C’entra, ovviamente, la diversa dimensione dell’epidemia. Ma non solo. Semplificando al massimo: nella tragedia Covid- 19 quella del Veneto – al netto del clamoroso scivolone sui cinesi che mangiano topi - è la storia di una risposta di successo, quella della Lombardia di una lunga sequenza di errori e passi falsi. E la difesa accorata e appassionata che Salvini fa della sua Regione può diventare un clamoroso autogol anche perché dietro le mosse recenti del governatore Fontana si intravedono bene la spinta e il suggerimento politico del segretario della Lega. Spinte e suggerimenti che, al contrario, non superano il confine veneto dove Luca Zaia applica il suo “prima i Veneti” anche rispetto alle esigenze politiche dell’ex ministro dell’Interno. Salvini rischia così di pagare il disastro lombardo, senza incassare il risultato del lavoro veneto. E di ritrovarsi un contendente interno per la leadership del centrodestra. L’apprezzamento di Silvio Berlusconi per Zaia è noto e, soprattutto, il governatore ha le physique du rôle per attirare anche quel mondo moderato ancora restio a cedere alle sirene del salvinismo. Nella storia politica e nel lavoro amministrativo di Zaia si è, infatti, sedimentato, accanto al leghismo autonomista delle origini, anche buona parte della tradizione politico- culturale del Veneto bianco e democristiano, decisamente lontano dal populismo sovranista di Salvini. Il semisilenzio di Zaia sul Mes, cavallo di battaglia della Lega in Parlamento, malcela anche una lettura europea diversa tra il segretario e il governatore, attento agli umori del tessuto imprenditoriale veneto che, per usare un eufemismo, non vedrebbe bene un’ipotesi di Italexit. Non sono passate inosservate le parole che il segretario ha usato per rispondere a una domanda sulla suggestione del presidente veneto a Palazzo Chigi: “È uno dei migliori che abbiamo nella Lega. È una risorsa in futuro, per tutto il Paese”. Un elogio condito, però, di tanti paletti con quella parola – “risorsa” – che non è mai viatico di buone soluzioni nella politica italiana recente.

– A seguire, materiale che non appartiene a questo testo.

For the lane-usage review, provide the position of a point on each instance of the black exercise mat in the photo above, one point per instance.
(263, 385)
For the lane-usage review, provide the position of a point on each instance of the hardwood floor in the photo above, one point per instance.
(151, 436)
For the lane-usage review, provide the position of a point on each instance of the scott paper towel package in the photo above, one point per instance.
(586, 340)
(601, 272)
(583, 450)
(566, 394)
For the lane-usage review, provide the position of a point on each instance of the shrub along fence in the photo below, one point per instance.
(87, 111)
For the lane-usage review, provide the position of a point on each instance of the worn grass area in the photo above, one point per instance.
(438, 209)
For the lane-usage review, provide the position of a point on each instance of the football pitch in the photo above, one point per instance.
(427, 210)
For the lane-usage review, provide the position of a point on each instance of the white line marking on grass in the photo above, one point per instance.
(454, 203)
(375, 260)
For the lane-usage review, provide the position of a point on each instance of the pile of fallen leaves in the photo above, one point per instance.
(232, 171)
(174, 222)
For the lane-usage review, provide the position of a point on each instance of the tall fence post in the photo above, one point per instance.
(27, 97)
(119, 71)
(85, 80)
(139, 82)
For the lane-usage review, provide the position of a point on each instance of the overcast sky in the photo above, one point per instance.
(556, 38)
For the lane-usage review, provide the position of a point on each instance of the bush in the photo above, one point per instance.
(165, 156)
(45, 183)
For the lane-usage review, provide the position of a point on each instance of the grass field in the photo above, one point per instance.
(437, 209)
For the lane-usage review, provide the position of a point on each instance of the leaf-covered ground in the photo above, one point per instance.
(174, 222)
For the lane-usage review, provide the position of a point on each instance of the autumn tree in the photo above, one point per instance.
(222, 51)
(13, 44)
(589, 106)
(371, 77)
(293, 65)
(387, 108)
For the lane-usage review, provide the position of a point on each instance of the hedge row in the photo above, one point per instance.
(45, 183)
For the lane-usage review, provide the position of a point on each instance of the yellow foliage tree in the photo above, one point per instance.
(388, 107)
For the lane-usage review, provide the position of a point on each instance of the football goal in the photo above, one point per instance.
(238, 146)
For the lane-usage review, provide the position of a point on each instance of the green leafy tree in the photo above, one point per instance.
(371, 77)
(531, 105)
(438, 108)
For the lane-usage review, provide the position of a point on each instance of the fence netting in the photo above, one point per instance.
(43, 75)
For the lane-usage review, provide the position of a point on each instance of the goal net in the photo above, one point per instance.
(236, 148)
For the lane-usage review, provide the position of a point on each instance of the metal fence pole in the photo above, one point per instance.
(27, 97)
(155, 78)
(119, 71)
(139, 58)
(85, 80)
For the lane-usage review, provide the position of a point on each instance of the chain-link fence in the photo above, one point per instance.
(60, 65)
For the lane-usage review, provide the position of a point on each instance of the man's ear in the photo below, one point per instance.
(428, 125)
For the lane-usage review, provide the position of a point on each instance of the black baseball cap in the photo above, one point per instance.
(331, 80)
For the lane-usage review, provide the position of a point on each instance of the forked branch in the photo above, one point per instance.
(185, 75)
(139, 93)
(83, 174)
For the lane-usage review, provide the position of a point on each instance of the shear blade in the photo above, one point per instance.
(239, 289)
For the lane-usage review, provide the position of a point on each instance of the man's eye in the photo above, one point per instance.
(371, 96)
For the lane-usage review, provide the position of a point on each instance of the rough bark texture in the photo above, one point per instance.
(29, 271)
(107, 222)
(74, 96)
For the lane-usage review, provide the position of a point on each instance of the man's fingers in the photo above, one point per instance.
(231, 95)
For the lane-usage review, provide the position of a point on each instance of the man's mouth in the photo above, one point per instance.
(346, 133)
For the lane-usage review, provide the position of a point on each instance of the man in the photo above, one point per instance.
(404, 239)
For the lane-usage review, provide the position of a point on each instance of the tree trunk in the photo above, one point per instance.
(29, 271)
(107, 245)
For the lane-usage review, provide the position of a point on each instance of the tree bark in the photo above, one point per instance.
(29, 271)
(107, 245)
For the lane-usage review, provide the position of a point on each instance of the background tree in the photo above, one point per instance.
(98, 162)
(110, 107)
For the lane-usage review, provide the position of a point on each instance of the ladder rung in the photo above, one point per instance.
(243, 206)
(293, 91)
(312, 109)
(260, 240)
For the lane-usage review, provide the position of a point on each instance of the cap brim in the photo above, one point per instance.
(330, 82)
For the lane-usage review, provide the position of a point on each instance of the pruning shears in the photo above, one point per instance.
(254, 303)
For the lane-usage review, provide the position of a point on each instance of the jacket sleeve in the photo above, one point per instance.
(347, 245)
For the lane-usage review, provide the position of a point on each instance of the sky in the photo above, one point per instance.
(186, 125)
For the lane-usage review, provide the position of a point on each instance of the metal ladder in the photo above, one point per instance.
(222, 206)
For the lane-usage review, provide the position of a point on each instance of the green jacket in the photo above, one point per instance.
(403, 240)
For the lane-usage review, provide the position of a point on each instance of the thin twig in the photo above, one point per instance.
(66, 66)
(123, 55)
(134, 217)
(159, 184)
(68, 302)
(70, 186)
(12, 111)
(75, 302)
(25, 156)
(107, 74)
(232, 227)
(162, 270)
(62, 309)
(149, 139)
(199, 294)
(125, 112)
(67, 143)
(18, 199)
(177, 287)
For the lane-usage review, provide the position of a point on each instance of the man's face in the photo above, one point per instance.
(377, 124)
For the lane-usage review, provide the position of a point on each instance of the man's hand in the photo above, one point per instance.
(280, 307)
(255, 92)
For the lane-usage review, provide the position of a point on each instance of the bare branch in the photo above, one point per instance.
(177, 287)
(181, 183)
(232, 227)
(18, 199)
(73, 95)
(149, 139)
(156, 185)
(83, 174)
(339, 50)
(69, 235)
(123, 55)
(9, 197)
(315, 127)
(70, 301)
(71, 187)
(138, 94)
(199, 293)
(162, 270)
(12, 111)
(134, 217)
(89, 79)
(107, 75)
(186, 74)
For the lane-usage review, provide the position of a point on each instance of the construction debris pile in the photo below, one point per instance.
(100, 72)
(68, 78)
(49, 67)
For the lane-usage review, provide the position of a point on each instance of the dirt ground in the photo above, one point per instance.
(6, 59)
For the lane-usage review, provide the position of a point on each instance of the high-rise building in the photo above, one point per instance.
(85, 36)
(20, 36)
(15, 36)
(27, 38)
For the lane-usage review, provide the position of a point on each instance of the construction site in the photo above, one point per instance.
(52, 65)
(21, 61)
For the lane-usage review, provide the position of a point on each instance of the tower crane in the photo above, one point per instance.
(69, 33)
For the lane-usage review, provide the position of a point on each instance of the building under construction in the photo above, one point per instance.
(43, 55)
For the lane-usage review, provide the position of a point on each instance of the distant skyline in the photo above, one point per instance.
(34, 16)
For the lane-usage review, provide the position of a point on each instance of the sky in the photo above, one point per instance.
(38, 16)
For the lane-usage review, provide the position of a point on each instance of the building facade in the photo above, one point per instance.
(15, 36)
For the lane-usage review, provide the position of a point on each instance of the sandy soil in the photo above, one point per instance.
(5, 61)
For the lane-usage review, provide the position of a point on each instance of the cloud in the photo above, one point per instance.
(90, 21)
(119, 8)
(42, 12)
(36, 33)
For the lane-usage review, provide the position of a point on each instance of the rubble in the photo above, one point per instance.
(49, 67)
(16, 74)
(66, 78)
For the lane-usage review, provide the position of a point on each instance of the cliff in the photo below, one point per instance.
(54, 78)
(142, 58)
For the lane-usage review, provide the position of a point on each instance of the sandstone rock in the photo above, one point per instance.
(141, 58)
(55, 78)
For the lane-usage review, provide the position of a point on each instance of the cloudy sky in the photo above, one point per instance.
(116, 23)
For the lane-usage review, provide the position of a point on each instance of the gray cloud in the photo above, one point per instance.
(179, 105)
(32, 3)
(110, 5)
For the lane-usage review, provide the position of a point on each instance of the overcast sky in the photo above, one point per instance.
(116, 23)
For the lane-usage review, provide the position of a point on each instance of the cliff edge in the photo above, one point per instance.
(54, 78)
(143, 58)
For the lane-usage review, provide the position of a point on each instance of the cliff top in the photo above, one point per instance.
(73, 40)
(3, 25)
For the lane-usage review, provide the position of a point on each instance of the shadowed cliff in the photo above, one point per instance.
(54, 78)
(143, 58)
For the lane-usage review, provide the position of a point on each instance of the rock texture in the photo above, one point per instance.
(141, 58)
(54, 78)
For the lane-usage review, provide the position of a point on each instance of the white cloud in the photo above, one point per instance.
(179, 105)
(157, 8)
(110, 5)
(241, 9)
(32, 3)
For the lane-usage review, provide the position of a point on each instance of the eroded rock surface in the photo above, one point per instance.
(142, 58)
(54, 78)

Rischia così di tornare alla luce, seppur in uno scenario completamente diverso, uno dei tornanti tipici della storica della Lega: il conflitto tra veneti e lombardi. In principio fu Umberto Bossi e la sua Lega Lombarda contro la Liga Veneta; un duello politico durissimo che consegnò la guida del mondo federalista al Senatur. Un confronto che, sottotraccia, è andato avanti negli anni con una costante: il predominio del fronte lombardo. L’ultimo veneto a provarci, Flavio Tosi, si è ritrovato fuori dal movimento. I meccanismi e la storia del partito dicono che Salvini non ha nulla da temere, ma, per la prima volta nella storia del Carroccio, la sfida non è per la guida della Lega. Il traguardo è più ambizioso e nella strada per Palazzo Chigi bisogna saper costruire alleanze, curare relazioni trasversali e mostrare una buona dose di realismo politico. Sono queste caratteristiche a fare di Luca Zaia il primo sfidante del suo segretario federale.